Reproducible analysis: environment

Posted at — Jan 7, 2020

Debug your app, not your environment.

Docker’s slogan is a good one. It’s a pity when you can’t focus on the work at hand because of environment issues. You end up trying to fix both your code and the environment at the same which frankly is just a world of pain. Docker helps with creating a reproducible environment so you can count on the environment being always in the state you want.

Small remark, the official Docker documentation is really good, you don’t really need a lot of extra info. However, this simple example really helper me on my way.

do not avoid official doc

Dockerfile

The Dockerfile is actually the only file you need to run anything in Docker. From the official documentation:

Docker builds images automatically by reading the instructions from a Dockerfile – a text file that contains all commands, in order, needed to build a given image.

So a Dockerfile is like a recipe instructing Docker how to build your image. An image is a template of what your environment will look like. Don’t confuse images with containers. Containers are instances of images. You can have many containers based on a single image.

A Dockerfile must begin with a FROM instruction. The FROM instruction specifies the Parent Image from which you are building.

You rarely start from scratch because most of the times you’re only interested in keeping constant some aspects of your environment. However, uff you really really want to start from the ground up you still can by putting FROM scratch at the top of your Dockerfile. Docker Hub is the default images source for FROM. In the beginning it was not clear for me where FROM got its base images from but I found the FROM section in the Dockerfile reference surprisingly paltry.

The image I based myself on is the one by rocker. All rocker images are hosted on dockerhub.

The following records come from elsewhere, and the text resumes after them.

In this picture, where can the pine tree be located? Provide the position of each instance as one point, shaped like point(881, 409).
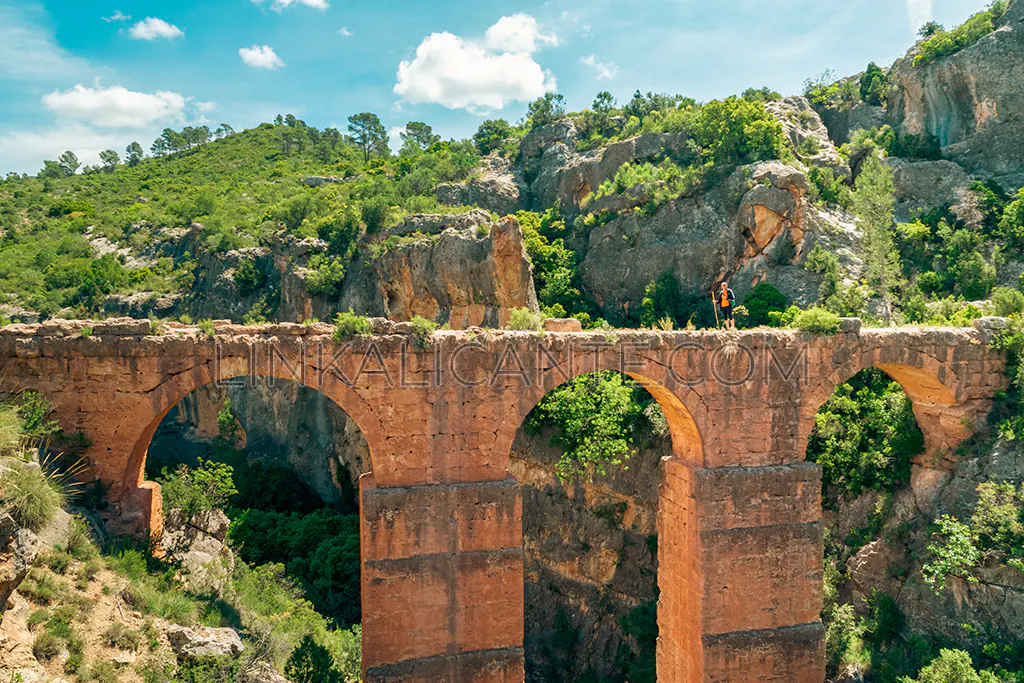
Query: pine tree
point(873, 201)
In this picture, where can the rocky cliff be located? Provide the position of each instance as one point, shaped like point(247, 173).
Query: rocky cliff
point(972, 100)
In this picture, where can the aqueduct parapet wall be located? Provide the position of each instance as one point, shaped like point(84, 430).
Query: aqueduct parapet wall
point(739, 520)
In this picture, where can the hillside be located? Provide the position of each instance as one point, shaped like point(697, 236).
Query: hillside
point(895, 196)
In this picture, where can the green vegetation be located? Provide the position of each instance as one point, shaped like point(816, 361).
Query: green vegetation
point(940, 43)
point(347, 325)
point(864, 436)
point(595, 419)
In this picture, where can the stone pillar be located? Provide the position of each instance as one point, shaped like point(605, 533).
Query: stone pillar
point(442, 583)
point(762, 552)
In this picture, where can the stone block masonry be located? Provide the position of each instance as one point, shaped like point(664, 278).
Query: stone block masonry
point(739, 512)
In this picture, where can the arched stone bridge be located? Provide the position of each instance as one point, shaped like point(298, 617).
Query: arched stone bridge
point(739, 519)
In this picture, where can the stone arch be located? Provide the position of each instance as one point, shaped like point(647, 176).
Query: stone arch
point(136, 430)
point(942, 413)
point(680, 653)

There are basically 2 types of Docker images provided by rocker:

unversioned
versioned

Unversioned means the latest R version is used. To keep it as reproducible as possible I’d like to use the exact R version as used locally for this series. You can easily find your R version on the command line:

R --version | grep "R version"

I am running R version 3.6.1 locally (nicknamed “Action of the Toes”, apparently a reference to this). To be sure I’m using the Docker image and not the local version of R I install the Docker image with version 3.6.2. This is the latest version available and was released end of 2019. There are different flavors available within each R version including a version with tidyverse and devtools which is exactly what I needed. tidyverse and devtools together cover a large part of the packages used in the reproseries analysis.

It’s important to note additional packages can only be installed with the R install.packages function and not apt, the Debian packaging tool. R is installed separately from the R version already bundled with Debian so if you would use apt you risk ending up with 2 different versions of R.

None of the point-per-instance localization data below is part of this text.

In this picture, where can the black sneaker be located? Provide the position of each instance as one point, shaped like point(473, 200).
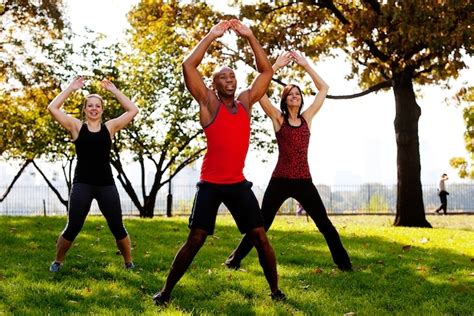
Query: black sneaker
point(232, 265)
point(345, 267)
point(161, 298)
point(278, 296)
point(55, 266)
point(129, 266)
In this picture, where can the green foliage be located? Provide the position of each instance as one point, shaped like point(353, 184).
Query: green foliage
point(466, 166)
point(431, 267)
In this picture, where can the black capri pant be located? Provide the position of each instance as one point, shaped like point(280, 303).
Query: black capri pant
point(304, 191)
point(80, 202)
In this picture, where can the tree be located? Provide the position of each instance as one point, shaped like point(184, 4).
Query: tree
point(34, 39)
point(391, 45)
point(466, 167)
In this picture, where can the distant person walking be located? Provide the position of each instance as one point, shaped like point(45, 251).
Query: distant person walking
point(291, 177)
point(93, 174)
point(443, 194)
point(226, 123)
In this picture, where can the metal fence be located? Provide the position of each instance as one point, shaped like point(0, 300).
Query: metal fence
point(338, 199)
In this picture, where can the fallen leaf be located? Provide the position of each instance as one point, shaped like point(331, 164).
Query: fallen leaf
point(318, 271)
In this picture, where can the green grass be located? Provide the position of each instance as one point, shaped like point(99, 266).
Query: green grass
point(398, 271)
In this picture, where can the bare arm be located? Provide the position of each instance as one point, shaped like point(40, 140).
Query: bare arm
point(116, 124)
point(272, 111)
point(70, 123)
point(320, 84)
point(260, 84)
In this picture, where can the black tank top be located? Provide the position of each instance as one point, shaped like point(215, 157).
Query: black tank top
point(93, 157)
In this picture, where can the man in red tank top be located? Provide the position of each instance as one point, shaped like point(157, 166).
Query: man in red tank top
point(226, 124)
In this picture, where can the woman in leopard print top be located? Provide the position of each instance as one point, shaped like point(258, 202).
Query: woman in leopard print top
point(291, 177)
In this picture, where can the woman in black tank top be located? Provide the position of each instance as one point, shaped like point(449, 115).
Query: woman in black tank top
point(93, 174)
point(291, 177)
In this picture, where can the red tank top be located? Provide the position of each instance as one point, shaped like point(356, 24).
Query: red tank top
point(228, 138)
point(293, 143)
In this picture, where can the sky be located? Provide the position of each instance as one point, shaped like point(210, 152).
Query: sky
point(353, 141)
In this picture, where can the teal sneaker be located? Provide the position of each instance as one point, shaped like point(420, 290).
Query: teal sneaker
point(129, 266)
point(55, 266)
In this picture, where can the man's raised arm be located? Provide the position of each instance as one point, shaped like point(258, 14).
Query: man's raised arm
point(192, 77)
point(264, 67)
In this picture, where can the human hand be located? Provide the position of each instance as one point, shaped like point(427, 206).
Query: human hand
point(282, 60)
point(239, 28)
point(219, 29)
point(299, 59)
point(77, 83)
point(108, 85)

Long story short, we can add the following at the top of our Dockerfile:

FROM rocker/tidyverse:3.6.2

docker build

We can already try our image out, even though at the moment it’s just a copy of the rocker image. Running docker build -t repro . shows the rocker image is fetched correctly. The build command only takes 1 mandatory argument which is the PATH for the build context. The . defines where the build context can be found. We pass a name for the image as well (using -t), if not you always have to refer to the image id (which is hard to remember).

If you want to make sure the image has been created correctly afterwards you can run:

docker images | grep repro

The build process could be sped up a bit by using a .dockerignore file. If you build the Dockerfile without using the .dockerignore file the first line displayed is:

Sending build context to Docker daemon  256.3MB

This means about 250MB is transferred. Some files transferred are not used. I didn’t spend extra time on optimization so I just kept the .dockerignore file empty.

Installing additional packages

Now we have an image with R and the tidyverse packages installed. However, in our analysis we did more. We used other R packages as well as you can see in the R package description. We also created scripts to run our analysis for the orchestration post in this series. Let’s try to run a script which uses a package we haven’t installed yet (timetk for example) and see what error it gives.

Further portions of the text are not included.